How is the query statement implemented

Having said the architecture of MySQL, let’s use an example to summarize how a query language is implemented

select * from t where id = 123 and name = 'tom'
Copy the code

1 The client establishes a network connection with the MySQL server. The connection statement is as follows:

Mysql -h 127.0.0.1 -p 3306 -u'name' -p'password! ' database_name -A --default-character-set=utf8
Copy the code

This statement specifies the address of the MySQL server as 127.0.0.1, i.e. the local host, port number as 3306, user name as name, and password as password. Specify the library name as database_name and the default character set as UTF8.

2 After the connection is complete, if the MySQL cache mechanism is enabled, the system checks whether the cache is hit. If the cache is hit, the system returns the data in the cache. If the cache is not hit, the system continues.

For example, select is the SQL keyword, t is the table name, and ID and name are the fields in the table name. Then analyze whether the SQL syntax is normal and the statement can be executed normally.

4 The optimizer analyzes whether there is an index on the field ID and name and which index should be selected. If table T is the primary key id, then the parser will go directly to the primary key index.

5 The actuator checks whether the user has the read permission before executing the user.

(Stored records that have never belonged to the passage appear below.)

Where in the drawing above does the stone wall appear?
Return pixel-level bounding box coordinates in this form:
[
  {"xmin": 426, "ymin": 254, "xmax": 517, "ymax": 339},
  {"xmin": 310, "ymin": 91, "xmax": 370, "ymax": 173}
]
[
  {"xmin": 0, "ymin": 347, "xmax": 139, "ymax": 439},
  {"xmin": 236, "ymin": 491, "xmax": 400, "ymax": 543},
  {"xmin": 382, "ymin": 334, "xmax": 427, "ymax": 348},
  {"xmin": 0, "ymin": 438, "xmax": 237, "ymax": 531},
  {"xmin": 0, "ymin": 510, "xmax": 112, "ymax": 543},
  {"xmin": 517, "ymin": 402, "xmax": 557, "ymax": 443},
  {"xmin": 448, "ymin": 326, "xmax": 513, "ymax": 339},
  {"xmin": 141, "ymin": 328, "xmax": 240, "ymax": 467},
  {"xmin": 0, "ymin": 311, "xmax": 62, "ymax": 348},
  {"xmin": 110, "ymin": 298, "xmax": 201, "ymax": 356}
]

After permission verification, the executor invokes the API of the storage engine to query the data and returns the data to the client.

How is the update statement implemented

An update statement execution will experience a query that go through several stages, connector connection is established, syntax analyzer analysis, the optimizer to choose the index and actuator API call storage engines, compared with the query, the update statement is more complex, because MySQL InnoDB engine to ensure that the data is not lost in the database after the machine downtime.

Also use an example to summarize how the query statement is implemented

update t set name = 'tom' where id = 123
Copy the code

Procedure 1 Establish a network connection between the client and the MySQL server

2 The parser determines that this is an update statement

3 The optimizer selects the primary key index, assuming id as the primary key of the table

4 The executor first checks whether there is a row of data in table T whose ID is 123 in the memory. If there is no row of data in table T, the executor retrives the row from the memory through the storage engine

5 The executor changes the name field to Tom to get a new line

6 The storage engine writes the new row to the memory and writes redo log. The redo log is in the prepare state

7 Write bin log logs to the executor

8 The storage engine changes the redo log status to commit

Mysql asynchronously writes data from memory to disk at regular intervals. This process is similar to that of a file system with a page cache. A file is written to the cache first and then a separate process is used to flush data to disk. Mysql uses redo log logs so that data is not lost even if the server goes down and can be recovered from redo log logs.

Redo log and bin log

1 Redo log logs are written by the server layer. Bin log logs are written by the storage engine.

The redo log is a physical log that records what was changed on a data page. The bin log is used to record logical operations. In statement mode, bin log records SQL statements.

3 Redo log Indicates that data is written in a cycle. When the space is used up, data is flushed to disks and then the space is cleared. Bin log Logs are appended.

4 Redo log is used to restore data after a database crash. Bin log is used for active/standby synchronization and data backup.